= Okur–Chung neurodevelopmental syndrome =

Human disease

Okur-Chung Neurodevelopmental Syndrome (OCNDS) is an ultra-rare neurodevelopmental syndrome first discovered in 2016. It is believed to occur in around 1 in 100,000 live births. OCNDS is caused by pathogenic variants in the CSNK2A1 gene.

== Symptoms ==
Individuals with Okur–Chung neurodevelopmental syndrome (OCNDS) commonly show global developmental delay, intellectual disability, hypotonia, and speech and language impairment. Some individuals are non-verbal. Developmental milestones are often delayed. Independent walking is typically achieved later than average. Most children walk by 18 months in the general population, while the mean reported age in OCNDS is about 30.6 months. First spoken words also tend to occur later. Around 60% of affected individuals do not speak their first words until after 18 months. Typical first word use is around 12 months in most children, with up to 16 months considered within the normal range.

Neurological features are frequent. Global developmental delay and intellectual disability are commonly reported neurological symptoms. Approximately a third of patients present with a smaller head circumference (microcephaly). Seizures occur in roughly one-third of patients and may present as generalized tonic–clonic seizures, infantile spasms, absence seizures, atonic seizures, and focal seizures, with an average onset near 2 years of age. Behavioral and neurodevelopmental conditions such as autism spectrum disorder, attention-deficit/hyperactivity disorder (ADHD), and behavioral dysregulation (e.g., aggression, tantrums) related to communication challenges have been reported.
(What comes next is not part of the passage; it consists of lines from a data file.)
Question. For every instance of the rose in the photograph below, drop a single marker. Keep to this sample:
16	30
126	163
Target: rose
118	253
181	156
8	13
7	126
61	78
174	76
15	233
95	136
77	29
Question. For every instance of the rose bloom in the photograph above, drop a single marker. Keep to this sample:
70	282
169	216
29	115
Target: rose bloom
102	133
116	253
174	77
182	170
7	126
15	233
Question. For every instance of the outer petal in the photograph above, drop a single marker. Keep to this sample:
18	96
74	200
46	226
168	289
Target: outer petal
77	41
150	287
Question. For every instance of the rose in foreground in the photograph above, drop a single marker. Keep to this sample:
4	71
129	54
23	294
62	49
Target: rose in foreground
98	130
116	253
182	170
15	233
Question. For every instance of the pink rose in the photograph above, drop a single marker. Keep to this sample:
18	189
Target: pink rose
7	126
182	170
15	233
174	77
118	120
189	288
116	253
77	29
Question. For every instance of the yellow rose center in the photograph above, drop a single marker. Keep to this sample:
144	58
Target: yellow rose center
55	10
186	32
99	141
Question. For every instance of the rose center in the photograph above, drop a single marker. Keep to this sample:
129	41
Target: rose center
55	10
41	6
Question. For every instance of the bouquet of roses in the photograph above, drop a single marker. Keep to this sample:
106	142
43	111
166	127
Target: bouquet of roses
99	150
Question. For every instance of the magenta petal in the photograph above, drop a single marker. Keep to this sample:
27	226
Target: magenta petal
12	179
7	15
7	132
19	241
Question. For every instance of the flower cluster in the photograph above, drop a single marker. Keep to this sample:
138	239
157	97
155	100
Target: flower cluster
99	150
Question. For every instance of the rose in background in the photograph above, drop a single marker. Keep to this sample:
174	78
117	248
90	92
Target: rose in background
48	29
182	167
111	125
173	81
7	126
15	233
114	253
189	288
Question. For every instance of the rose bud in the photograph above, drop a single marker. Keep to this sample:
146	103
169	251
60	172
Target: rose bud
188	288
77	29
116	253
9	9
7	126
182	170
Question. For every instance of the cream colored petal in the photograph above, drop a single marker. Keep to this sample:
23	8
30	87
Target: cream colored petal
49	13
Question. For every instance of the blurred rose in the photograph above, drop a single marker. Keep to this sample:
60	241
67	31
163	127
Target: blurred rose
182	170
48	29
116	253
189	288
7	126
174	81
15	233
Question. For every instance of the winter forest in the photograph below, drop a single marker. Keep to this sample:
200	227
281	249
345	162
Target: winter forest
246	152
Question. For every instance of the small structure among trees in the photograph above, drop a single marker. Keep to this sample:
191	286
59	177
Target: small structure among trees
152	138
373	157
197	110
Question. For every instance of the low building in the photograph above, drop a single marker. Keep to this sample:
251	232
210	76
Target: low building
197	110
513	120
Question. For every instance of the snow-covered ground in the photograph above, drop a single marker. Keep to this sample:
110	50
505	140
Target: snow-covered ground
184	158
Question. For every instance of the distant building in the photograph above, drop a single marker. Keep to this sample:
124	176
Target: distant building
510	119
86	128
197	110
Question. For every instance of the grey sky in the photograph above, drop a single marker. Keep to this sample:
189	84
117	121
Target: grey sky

Musculoskeletal and growth-related findings include hypotonia as a common presentation. Scoliosis and kyphosis can occur. Nearly half of affected individuals have short stature. Some exhibit a partial growth hormone deficiency.

Several other body systems may be involved. Gastrointestinal issues are common. Constipation is most frequently reported, and some infants experience feeding difficulties that can lead to gastrostomy tube placement. Immune-related issues include recurrent minor infections. Some individuals show low immunoglobulin levels (for example IgG or IgA deficiency) and require intravenous immunoglobulin treatment. Ophthalmologic manifestations include astigmatism and strabismus. Genitourinary anomalies vary and can include ectopic kidney, duplicated renal collecting system, pelvicaliectasia, labial adhesions , and undescended testes. Cardiovascular findings reported in a minority of cases include pulmonary valve abnormalities, atrial septal defect, tetralogy of Fallot, and aortic root dilation.

Dental anomalies have been described in primary teeth. Reported findings include cracked teeth, unusually long incisors, enamel defects, fused teeth, and microdontia.

== Causes ==

=== Inheritance ===
The majority of cases are de novo however, inherited cases have been observed. Inheritance occurs via an autosomal dominant inheritance pattern.

=== Genetics ===
Volkan Okur and Wendy Chung discovered OCNDS in 2016. OCNDS is a genetic disorder with an autosomal dominant pattern of inheritance. Most cases are sporadic mutations. The causative gene is CSNK2A1, located on chromosome 20. CSNK2A1 encodes for the protein Casein Kinase 2 alpha 1 (CK2α), the alpha catalytic subunit of a critical kinase protein in the body. Different types of pathogenic variants exist in OCNDS including:

- Missense variants - these are the most represented type of mutation in OCNDS
- Nonsense variants
- Protein truncating variants
- Splice site variants
- Gene deletions - ranging from partial to full gene deletion

== Diagnosis ==
Currently, OCNDS can only be diagnosed through genetic sequencing (e.g., whole exome sequencing, whole genome sequencing, select panels at genetic testing labs). Testing is initiated for individuals who have suggestive findings for OCNDS.

== Treatment ==
There is currently no curative treatment for OCNDS. Management focuses on supportive care and early intervention to address developmental, behavioral, and medical needs. Children often receive speech, occupational, and physical therapy. Some may also benefit from music or equine-assisted therapy. Augmentative and alternative communication (AAC) devices are frequently used to support communication. Standard anti-seizure medications are used when epilepsy is present. Many children require individualized educational support through an Individualized Education Program (IEP). Ongoing surveillance is recommended to monitor growth, nutrition and feeding concerns, constipation, developmental progress, infections, sleep disturbances, vision issues, and emerging symptoms such as seizures or changes in motor, coordination, or behavioral functioning.

== Epidemiology ==
OCNDS is observed in males and females alike. The prevalence is around 1 in 100,000 live births.

An ICD-10 Code has been proposed for OCNDS and is currently under review.

== Resources ==
A patient advocacy organization exists to support individuals and families called the CSNK2A1 Foundation.